BEI-Bert - Baseten

BEI-Bert is a specialized variant of Baseten Embeddings Inference optimized for BERT-based model architectures. It provides superior cold-start performance and 16-bit precision for models that benefit from bidirectional attention patterns.

When to use BEI-Bert

Ideal use cases

Model architectures:

Sentence-transformers: sentence-transformers/all-MiniLM-L6-v2
Jina models: jinaai/jina-embeddings-v2-base-en, jinaai/jina-embeddings-v2-base-code
Nomic models: nomic-ai/nomic-embed-text-v1.5, nomic-ai/nomic-embed-code-v1.5
BERT variants: FacebookAI/roberta-base, cardiffnlp/twitter-roberta-base
Gemma3Bidirectional: google/embeddinggemma-300m
ModernBERT: answerdotai/ModernBERT-base
Qwen2Bidirectional: Alibaba-NLP/gte-Qwen2-7B-instruct
QWen3Bidirectional voyageai/voyage-4-nano
LLama3Bidirectional nvidia/llama-embed-nemotron-8b

Deployment scenarios:

Cold-start sensitive applications: Where first-request latency is critical
Small to medium models: (under 4B parameters) where quantization isn’t needed
High-accuracy requirements: Where 16-bit precision is preferred
Bidirectional attention: Models with bidirectional attention run best on this engine.

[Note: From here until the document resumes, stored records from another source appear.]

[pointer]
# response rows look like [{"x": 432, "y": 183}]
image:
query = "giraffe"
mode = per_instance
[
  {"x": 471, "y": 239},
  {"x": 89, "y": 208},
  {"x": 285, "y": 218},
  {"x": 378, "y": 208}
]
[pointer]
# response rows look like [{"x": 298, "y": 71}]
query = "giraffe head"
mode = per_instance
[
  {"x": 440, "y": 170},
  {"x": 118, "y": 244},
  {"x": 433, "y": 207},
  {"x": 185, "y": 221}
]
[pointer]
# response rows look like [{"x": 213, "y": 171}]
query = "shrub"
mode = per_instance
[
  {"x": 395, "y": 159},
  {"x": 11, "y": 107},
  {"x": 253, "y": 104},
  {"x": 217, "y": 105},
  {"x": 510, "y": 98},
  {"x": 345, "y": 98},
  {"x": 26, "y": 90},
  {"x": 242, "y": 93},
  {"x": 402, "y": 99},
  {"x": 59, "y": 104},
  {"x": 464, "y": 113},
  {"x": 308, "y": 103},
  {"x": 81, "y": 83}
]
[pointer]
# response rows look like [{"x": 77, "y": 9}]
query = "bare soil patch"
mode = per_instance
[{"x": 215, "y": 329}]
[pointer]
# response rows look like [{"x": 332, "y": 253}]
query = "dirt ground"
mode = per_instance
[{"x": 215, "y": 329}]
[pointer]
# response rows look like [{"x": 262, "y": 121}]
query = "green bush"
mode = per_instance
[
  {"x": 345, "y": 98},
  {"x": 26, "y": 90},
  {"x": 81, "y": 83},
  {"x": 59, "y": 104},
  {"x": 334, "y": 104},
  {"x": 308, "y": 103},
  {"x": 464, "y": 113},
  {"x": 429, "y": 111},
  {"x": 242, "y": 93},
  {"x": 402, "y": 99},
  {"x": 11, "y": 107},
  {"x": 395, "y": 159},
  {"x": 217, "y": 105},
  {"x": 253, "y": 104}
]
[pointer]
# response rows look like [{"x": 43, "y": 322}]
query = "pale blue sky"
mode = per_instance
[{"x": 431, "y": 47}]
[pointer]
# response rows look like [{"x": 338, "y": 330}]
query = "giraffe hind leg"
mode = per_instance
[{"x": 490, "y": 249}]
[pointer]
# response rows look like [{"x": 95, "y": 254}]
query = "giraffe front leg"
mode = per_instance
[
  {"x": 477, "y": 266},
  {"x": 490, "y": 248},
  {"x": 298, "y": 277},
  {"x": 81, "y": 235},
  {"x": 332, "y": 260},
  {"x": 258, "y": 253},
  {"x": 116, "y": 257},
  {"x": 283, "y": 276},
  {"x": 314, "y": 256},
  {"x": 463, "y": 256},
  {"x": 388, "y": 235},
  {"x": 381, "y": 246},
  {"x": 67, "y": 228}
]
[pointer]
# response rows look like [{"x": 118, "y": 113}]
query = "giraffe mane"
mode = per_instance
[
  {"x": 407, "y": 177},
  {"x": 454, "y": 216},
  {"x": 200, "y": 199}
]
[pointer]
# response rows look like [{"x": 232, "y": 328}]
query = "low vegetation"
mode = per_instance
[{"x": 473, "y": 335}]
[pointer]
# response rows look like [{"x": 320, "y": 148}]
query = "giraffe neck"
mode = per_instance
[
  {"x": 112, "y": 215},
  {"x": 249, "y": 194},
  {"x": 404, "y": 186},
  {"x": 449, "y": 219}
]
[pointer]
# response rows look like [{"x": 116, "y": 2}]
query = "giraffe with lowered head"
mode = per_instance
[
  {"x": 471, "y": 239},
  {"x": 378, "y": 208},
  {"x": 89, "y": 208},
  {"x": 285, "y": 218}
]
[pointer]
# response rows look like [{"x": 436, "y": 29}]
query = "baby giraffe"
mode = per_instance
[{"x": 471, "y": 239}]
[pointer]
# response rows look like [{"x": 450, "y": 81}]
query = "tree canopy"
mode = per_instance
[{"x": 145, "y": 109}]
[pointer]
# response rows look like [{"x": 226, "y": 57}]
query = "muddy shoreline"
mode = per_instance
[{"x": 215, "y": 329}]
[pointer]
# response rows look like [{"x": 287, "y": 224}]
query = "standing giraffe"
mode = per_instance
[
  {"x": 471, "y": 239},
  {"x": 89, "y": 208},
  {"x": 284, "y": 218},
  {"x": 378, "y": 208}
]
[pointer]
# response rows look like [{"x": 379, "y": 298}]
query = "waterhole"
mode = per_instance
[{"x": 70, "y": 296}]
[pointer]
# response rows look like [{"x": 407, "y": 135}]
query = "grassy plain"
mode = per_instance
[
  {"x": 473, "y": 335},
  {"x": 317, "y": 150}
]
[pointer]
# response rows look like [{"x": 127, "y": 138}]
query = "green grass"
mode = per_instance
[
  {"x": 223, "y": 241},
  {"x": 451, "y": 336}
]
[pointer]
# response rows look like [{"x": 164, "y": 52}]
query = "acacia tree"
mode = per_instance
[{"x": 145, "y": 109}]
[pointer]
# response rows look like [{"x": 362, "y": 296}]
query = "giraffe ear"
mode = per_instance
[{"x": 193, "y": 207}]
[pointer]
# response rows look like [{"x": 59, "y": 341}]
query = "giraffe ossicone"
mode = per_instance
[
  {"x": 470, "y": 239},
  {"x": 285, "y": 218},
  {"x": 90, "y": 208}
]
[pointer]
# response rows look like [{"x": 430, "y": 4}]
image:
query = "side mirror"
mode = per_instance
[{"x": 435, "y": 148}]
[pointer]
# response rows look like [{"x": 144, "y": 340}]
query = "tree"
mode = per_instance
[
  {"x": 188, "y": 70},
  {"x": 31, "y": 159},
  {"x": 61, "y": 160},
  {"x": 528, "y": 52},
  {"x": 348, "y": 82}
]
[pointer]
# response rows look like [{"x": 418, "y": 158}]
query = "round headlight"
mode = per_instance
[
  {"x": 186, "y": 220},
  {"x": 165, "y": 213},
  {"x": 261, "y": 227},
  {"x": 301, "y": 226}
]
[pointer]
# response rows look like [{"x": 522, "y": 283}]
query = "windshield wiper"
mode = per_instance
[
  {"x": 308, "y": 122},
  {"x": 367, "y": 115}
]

BEI-Bert vs BEI comparison

Feature	BEI-Bert	BEI
Architecture	BERT-based (bidirectional)	Causal (unidirectional)
Precision	FP16 (16-bit)	BF16/FP16/FP8/FP4 (quantized)
Cold-start	Optimized for fast initialization	Standard startup
Quantization	Not supported	FP8/FP4 supported
Memory usage	Lower for small models	Higher or equal
Throughput	600-900 embeddings/sec	800-1400 embeddings/sec
Best for	Small BERT models, accuracy-critical	Large models, throughput-critical

Recommended models (MTEB ranking)

Top-tier embeddings

High performance (rank 2-8):

Alibaba-NLP/gte-Qwen2-7B-instruct (7.61B): Bidirectional.
intfloat/multilingual-e5-large-instruct (560M): Multilingual.
google/embeddinggemma-300m (308M): Google’s compact model.

Mid-range performance (rank 15-35):

Alibaba-NLP/gte-Qwen2-1.5B-instruct (1.78B): Cost-effective.
Salesforce/SFR-Embedding-2_R (7.11B): Salesforce model.
Snowflake/snowflake-arctic-embed-l-v2.0 (568M): Snowflake large.
Snowflake/snowflake-arctic-embed-m-v2.0 (305M): Snowflake medium.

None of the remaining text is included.